Nach einer Reihe von Fehlversuchen, kam am letzten Tag des Jahres 2013 ein schönes Absatzbeil mit Öse aus dem Feuer.

Nach dem Randleistenbeil ist das Absatzbeil als dessen Nachfolger zu bezeichnen.
Die technische Neuerung besteht darin, dass die Schäftung nicht mehr zwischen den Randleisten klemmt und die Schlagenergie nicht mehr direkt auf die Schäftung abgeleitet wird.
Bei diesem Beiltyp hat die Schäftung ein Widerlager.
Absatzbeile gibt es mit und ohne Öse, die zur Befestigung am Schaft dient.
Ich habe mich für die Variante mit Öse entschieden, da ich sie optisch ansprechender finde.
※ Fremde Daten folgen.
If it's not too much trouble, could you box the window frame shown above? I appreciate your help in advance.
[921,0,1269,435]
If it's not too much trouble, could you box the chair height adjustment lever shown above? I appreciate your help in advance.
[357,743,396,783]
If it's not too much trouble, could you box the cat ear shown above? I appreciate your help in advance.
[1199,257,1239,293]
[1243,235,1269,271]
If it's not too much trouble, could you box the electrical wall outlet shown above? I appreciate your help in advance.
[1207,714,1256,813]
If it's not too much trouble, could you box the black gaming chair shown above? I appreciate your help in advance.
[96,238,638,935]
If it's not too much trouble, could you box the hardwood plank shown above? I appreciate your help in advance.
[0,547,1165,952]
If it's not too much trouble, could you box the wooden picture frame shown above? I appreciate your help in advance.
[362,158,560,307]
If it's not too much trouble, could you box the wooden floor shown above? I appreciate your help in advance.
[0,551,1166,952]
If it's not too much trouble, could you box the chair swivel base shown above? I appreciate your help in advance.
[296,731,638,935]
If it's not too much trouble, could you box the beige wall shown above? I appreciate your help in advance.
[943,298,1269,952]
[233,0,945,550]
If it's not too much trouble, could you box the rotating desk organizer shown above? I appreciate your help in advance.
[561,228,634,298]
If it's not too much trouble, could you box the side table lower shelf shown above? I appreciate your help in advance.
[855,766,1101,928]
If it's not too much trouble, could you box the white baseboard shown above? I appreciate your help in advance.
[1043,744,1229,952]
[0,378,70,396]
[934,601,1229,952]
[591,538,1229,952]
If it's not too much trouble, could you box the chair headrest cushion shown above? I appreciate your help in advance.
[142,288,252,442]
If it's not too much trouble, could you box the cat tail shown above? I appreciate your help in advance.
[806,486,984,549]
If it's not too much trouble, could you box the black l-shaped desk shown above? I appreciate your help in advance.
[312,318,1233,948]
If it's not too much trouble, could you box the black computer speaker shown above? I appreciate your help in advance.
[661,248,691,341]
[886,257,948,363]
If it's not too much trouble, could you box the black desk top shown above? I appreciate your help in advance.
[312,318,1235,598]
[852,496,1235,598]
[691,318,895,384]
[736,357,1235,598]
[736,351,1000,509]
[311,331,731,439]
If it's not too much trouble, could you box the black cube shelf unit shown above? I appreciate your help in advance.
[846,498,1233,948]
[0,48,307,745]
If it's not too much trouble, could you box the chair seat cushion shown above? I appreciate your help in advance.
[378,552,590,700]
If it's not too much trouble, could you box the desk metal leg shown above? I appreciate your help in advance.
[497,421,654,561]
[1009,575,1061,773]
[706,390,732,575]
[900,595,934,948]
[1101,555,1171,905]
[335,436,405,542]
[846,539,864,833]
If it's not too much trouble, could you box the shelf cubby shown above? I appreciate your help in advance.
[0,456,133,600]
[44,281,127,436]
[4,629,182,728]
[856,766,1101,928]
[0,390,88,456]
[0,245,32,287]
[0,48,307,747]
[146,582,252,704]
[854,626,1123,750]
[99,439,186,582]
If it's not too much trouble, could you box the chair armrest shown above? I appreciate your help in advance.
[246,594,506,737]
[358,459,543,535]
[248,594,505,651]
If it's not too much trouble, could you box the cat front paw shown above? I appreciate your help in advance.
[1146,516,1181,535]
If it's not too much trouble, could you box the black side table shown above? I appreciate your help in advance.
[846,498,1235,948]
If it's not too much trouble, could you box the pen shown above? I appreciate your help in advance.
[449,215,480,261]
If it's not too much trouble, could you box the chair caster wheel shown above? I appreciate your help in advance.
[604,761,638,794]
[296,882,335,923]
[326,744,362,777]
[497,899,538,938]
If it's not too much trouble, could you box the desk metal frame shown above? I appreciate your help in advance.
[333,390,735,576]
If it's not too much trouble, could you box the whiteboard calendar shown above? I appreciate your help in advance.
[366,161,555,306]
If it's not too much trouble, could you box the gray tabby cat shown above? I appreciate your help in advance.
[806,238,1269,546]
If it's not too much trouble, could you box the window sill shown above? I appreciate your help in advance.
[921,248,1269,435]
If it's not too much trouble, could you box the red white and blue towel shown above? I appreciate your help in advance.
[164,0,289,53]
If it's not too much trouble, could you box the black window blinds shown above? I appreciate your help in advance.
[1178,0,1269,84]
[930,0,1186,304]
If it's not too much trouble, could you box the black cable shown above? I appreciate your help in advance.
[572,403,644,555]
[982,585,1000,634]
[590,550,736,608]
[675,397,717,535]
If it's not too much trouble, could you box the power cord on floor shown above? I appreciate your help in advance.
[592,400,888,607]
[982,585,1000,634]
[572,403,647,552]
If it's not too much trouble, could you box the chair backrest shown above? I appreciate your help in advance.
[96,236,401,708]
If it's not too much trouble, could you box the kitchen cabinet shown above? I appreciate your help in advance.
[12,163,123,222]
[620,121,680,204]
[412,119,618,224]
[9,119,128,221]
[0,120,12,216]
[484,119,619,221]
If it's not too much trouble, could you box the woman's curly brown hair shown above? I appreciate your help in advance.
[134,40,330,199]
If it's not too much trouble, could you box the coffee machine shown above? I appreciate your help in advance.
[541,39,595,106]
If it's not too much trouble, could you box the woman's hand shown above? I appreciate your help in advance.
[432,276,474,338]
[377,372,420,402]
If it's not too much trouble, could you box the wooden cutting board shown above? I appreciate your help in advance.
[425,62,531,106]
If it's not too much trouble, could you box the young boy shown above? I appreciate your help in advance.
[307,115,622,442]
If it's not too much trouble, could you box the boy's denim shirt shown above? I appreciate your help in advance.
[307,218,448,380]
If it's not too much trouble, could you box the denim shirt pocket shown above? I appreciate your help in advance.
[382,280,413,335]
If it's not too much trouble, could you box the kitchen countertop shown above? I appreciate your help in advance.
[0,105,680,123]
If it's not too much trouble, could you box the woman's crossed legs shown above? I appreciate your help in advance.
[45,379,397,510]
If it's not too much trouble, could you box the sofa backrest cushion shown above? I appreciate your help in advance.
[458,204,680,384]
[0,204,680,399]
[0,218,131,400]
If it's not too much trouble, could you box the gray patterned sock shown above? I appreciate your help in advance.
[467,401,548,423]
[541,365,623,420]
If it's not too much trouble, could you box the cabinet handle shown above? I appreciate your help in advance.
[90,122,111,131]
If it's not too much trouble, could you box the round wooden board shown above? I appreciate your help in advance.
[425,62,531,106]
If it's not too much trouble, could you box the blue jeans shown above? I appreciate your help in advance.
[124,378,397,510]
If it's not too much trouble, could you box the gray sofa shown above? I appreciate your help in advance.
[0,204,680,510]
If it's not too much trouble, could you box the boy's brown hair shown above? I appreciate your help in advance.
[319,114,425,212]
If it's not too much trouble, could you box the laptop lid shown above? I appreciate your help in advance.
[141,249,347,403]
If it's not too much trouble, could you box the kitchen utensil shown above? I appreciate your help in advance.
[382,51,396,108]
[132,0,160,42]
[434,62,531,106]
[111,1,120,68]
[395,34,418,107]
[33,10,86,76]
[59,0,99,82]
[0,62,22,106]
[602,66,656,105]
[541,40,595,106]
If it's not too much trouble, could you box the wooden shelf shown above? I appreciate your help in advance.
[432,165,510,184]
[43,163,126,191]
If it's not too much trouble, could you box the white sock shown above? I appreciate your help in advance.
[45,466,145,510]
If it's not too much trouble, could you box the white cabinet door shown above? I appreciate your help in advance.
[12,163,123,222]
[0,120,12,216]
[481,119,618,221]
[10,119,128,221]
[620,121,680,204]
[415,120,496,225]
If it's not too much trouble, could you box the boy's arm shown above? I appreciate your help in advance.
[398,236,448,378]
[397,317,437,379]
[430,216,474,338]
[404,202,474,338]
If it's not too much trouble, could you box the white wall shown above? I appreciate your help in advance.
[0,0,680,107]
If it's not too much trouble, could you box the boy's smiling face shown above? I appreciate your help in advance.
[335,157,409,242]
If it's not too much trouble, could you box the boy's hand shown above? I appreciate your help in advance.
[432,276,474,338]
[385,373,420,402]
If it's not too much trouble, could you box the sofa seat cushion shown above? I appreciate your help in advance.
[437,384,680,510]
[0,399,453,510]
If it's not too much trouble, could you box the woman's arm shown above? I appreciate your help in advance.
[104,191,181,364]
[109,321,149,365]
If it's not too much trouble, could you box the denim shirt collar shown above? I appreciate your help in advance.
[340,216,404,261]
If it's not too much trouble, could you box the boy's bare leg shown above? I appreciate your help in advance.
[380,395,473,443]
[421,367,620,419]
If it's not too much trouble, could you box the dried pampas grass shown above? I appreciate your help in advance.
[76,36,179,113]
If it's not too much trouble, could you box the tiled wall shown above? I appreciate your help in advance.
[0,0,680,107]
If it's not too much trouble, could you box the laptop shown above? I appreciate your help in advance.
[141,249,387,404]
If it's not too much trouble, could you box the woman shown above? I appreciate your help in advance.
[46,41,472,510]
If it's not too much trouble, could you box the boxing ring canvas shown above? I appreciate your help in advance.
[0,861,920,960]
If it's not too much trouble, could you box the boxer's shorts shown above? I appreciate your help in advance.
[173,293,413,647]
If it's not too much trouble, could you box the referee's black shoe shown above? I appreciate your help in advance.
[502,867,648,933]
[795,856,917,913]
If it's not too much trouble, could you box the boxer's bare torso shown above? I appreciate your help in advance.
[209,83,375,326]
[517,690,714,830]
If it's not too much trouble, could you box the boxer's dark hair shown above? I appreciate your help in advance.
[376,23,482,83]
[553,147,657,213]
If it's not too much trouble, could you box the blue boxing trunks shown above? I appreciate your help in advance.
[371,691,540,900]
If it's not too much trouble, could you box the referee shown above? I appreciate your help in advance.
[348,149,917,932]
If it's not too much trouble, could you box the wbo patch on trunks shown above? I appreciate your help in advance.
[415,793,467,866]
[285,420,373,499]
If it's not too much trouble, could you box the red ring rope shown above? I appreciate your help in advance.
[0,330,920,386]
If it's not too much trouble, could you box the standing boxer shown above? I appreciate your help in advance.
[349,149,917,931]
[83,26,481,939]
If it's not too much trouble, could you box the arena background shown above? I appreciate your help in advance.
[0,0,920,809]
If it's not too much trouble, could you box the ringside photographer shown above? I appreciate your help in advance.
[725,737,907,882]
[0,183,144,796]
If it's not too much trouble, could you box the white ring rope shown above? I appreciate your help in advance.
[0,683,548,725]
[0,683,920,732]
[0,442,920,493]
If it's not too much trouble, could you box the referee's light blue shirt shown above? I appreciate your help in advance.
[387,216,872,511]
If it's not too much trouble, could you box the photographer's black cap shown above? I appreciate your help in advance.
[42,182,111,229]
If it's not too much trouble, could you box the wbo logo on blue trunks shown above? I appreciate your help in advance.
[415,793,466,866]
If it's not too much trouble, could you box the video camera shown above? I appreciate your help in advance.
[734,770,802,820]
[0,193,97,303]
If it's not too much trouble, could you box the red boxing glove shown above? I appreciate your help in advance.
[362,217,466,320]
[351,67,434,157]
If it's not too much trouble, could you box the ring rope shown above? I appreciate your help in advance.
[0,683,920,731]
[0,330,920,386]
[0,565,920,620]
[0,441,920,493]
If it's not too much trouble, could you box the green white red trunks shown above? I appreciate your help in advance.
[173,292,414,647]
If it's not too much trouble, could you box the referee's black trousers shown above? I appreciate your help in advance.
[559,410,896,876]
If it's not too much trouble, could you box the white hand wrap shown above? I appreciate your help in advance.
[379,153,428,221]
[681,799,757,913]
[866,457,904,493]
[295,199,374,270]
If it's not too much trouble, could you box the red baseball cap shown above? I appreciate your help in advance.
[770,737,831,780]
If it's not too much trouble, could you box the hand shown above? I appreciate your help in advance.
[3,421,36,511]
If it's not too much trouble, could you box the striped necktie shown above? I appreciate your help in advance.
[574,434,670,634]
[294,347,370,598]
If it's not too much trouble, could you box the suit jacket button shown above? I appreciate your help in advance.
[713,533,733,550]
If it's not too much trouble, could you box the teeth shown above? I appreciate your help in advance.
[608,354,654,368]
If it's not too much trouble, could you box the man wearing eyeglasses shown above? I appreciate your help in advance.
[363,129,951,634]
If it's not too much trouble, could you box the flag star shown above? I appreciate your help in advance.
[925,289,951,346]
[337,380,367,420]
Das hier entstandene Beil datiert in die ältere Bronzezeit und war „ausgesprochen westlich, von Spanien bis in das Weser-Ems-Gebiet verbreitet“ (Quelle: Leben-Glauben-Sterben vor 3000 Jahren- Bronzezeit in Niedersachsen, Isensee-Verlag 1996) .

Das Beil wurde mit einem Zweischalenguss hergestellt. Informationen zu diesem Gussverfahren und der Formherstellung findet Ihr hier:
http://schatzsucher.de/Foren/showthread.php?t=75307

Dieses Gussstück wurde mit einer Zinnbronze mit 90%CU, 10%SN gegossen.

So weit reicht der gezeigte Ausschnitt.